Они стояли у окна, прикрытого мешками с песком. Верхняя часть его оставалась незащищенной, и противоположную стену методично клевали пули. Штукатурка осыпалась, наполняя комнату сухой пылью и трухой.
Внизу, у самого дома, темнел полузасыпанный окоп. Валялись покореженные винтовки, юнкерская фуражка, котелки.
Когда Павлу Карловичу доложили, как брал этот окоп Добрынин, он только головой качнул: ну и ну! Добрынин запросил с фабрики Цинделя тюки с хлопком. За каждым тюком укрылся красногвардеец. Передвигая тюки, непробиваемые пулями, бойцы приблизились к позиции юнкеров и забросали ее гранатами…
И Зачатьевским монастырем овладел он дерзко и лихо. Пока юнкера на колокольне меняли пулеметную ленту, Добрынин проскочил «мертвую» зону… И вот у этого проклятого дома 15/17 вырвался вперед, первым…
— Что-нибудь у него осталось? — спросил Штернберг Арутюнянца.
— Вот, — протянул Арутюнянц.
Это был изрядно измятый план Замоскворечья. На сгибах он истерся до дыр. На полях — карандашные зарисовки: колокольня, башенка на крыше, нагромождения баррикады, девичья головка, а рядом — санитарная сумка.
«Любил рисовать, — вспомнил Штернберг. — Даже жениться не успел. Сколько ему было? Двадцать два, двадцать три? А штаб МВО обложил, как берлогу медведя. Теперь им не уйти…»

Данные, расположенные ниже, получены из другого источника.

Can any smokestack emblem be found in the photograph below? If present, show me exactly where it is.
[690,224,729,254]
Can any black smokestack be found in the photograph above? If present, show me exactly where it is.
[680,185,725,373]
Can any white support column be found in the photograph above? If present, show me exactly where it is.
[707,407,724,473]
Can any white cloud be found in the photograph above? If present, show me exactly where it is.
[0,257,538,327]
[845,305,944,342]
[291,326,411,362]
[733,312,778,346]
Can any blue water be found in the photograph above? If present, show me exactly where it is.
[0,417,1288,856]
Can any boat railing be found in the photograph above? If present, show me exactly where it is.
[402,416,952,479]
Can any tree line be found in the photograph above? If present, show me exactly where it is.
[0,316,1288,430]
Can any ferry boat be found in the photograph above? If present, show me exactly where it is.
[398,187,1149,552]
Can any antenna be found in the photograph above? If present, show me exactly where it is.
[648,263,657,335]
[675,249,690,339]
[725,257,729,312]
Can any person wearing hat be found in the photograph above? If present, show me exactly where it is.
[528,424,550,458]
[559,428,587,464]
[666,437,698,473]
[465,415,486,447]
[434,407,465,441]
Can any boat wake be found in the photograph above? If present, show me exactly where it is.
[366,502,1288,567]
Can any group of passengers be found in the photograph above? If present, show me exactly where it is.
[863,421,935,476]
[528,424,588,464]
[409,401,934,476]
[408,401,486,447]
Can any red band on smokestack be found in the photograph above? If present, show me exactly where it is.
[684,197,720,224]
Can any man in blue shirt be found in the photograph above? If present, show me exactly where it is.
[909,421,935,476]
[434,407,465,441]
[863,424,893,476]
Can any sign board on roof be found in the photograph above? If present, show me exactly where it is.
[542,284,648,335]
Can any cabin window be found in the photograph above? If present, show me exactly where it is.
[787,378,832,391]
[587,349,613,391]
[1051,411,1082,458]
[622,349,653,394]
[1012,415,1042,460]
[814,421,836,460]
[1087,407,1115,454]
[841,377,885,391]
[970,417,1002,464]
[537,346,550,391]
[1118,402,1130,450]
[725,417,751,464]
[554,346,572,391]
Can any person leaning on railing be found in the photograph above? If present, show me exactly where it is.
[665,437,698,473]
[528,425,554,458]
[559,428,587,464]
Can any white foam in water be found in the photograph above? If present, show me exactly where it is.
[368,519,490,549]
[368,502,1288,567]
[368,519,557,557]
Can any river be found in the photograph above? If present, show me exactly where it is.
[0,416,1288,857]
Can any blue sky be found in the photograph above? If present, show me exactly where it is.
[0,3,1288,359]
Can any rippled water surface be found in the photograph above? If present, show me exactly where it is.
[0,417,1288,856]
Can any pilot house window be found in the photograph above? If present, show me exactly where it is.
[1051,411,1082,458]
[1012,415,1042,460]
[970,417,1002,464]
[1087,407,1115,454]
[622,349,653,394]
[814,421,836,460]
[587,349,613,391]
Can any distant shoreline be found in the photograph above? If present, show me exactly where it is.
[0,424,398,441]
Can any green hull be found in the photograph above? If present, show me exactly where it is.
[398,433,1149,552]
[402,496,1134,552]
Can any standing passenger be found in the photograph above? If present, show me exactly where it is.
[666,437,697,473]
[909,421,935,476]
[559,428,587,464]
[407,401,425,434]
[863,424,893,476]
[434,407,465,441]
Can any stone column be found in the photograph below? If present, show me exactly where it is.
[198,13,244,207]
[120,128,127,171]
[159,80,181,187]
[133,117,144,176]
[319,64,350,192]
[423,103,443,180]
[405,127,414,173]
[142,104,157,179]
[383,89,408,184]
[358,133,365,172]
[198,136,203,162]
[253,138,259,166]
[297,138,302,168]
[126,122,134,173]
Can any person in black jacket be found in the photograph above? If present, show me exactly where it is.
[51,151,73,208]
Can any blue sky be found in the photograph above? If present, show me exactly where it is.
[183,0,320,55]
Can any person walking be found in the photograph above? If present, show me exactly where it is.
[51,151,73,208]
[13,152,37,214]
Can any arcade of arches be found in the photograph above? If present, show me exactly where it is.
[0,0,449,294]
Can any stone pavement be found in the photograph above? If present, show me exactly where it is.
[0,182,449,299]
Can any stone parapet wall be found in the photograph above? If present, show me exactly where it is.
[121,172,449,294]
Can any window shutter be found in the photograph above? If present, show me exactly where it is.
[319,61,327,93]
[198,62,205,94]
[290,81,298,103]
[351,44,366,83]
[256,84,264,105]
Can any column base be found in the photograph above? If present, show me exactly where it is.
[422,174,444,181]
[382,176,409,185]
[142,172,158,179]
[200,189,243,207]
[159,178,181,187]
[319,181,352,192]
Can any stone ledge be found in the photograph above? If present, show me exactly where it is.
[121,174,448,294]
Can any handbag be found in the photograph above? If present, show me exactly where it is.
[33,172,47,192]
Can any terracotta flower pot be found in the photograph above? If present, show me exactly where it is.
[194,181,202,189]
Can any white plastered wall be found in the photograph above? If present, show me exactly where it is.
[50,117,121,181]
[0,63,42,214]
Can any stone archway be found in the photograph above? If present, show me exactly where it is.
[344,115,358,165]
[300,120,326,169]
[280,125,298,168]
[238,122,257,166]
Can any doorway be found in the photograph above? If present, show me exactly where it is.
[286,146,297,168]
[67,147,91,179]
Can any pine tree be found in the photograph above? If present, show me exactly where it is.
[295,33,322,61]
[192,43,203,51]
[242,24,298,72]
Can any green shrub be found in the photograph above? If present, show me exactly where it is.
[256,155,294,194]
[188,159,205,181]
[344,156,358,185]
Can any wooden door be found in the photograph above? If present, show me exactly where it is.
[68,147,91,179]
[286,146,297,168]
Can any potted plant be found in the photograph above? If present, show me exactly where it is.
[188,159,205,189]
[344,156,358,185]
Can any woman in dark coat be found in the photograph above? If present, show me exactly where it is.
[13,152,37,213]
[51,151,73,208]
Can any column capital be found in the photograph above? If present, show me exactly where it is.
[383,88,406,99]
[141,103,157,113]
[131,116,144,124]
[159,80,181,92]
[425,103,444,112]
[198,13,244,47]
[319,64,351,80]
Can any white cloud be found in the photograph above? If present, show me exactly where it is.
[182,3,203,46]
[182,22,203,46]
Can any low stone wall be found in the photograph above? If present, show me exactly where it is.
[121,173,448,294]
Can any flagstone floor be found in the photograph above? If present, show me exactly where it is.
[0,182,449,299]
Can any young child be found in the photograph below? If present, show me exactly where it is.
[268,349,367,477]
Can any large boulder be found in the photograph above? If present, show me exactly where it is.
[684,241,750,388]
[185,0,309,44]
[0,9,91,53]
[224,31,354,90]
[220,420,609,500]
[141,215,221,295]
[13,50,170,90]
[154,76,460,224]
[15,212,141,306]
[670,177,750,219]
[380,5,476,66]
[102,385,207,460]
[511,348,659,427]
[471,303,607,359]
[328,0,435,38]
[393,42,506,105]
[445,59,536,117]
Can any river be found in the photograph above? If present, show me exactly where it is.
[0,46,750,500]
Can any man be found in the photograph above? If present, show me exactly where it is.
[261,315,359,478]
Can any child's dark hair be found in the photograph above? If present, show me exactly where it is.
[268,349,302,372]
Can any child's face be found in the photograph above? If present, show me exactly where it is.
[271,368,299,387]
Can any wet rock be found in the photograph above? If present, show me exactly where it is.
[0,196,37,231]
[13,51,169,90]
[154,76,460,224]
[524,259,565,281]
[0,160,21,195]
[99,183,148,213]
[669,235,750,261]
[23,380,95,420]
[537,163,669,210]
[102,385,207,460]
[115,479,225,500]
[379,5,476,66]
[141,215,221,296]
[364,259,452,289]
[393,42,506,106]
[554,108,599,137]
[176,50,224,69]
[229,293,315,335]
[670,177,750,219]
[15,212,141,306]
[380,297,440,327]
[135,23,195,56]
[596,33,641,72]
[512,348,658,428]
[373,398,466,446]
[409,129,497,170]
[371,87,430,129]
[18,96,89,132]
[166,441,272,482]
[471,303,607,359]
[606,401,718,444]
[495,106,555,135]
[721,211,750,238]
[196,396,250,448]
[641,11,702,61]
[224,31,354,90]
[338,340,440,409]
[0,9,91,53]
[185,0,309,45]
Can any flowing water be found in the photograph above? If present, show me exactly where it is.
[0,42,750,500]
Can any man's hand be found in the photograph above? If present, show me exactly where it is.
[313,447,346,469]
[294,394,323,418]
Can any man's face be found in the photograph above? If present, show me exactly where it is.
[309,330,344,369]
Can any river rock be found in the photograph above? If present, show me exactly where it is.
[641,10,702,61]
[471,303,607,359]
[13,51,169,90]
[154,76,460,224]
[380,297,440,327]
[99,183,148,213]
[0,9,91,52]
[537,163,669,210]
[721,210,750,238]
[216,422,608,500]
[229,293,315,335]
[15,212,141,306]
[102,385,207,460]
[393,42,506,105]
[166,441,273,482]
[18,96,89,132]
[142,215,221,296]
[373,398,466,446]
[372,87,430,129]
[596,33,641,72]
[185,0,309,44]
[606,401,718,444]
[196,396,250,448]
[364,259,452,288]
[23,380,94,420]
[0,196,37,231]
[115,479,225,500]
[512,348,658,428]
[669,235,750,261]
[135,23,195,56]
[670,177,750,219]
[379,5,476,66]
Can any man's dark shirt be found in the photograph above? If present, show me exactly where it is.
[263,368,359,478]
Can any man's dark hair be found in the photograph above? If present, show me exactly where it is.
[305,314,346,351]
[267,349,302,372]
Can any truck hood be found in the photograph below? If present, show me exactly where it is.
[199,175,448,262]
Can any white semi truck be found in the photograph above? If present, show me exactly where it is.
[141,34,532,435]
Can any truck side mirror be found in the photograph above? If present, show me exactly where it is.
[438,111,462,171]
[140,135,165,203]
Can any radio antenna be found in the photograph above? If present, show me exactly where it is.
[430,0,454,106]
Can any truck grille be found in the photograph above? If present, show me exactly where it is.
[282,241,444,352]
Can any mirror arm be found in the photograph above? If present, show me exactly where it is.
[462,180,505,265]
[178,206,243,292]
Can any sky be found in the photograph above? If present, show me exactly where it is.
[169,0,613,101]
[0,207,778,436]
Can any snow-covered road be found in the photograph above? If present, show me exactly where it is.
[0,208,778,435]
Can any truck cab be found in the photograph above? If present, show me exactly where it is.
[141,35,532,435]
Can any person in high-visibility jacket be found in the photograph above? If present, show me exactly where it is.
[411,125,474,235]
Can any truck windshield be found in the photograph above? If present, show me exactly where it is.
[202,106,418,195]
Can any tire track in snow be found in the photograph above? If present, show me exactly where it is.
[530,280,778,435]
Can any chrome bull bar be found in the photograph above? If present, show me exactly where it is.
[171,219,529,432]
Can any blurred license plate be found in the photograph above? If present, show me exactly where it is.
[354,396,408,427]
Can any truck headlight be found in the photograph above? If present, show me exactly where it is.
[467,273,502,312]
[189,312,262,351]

Сутки назад Штернберг допрашивал пленного, посланного на разведку штабом. Плечистый, грузный мужчина с маленькими, плутоватыми глазками был задержан красногвардейцами. Подозрение вызвало его чрезмерное любопытство: уж очень настырно он выспрашивал, кто командует на Остоженке.
— А тебе зачем? — спросили у любопытствующего.
— Служу я в Ушаковском переулке, вот и хочу знать, кто тут у нас главный.
— Чего с ним лясы точить, ведите в штаб, — приказал старший красногвардейского патруля. — Там разберутся.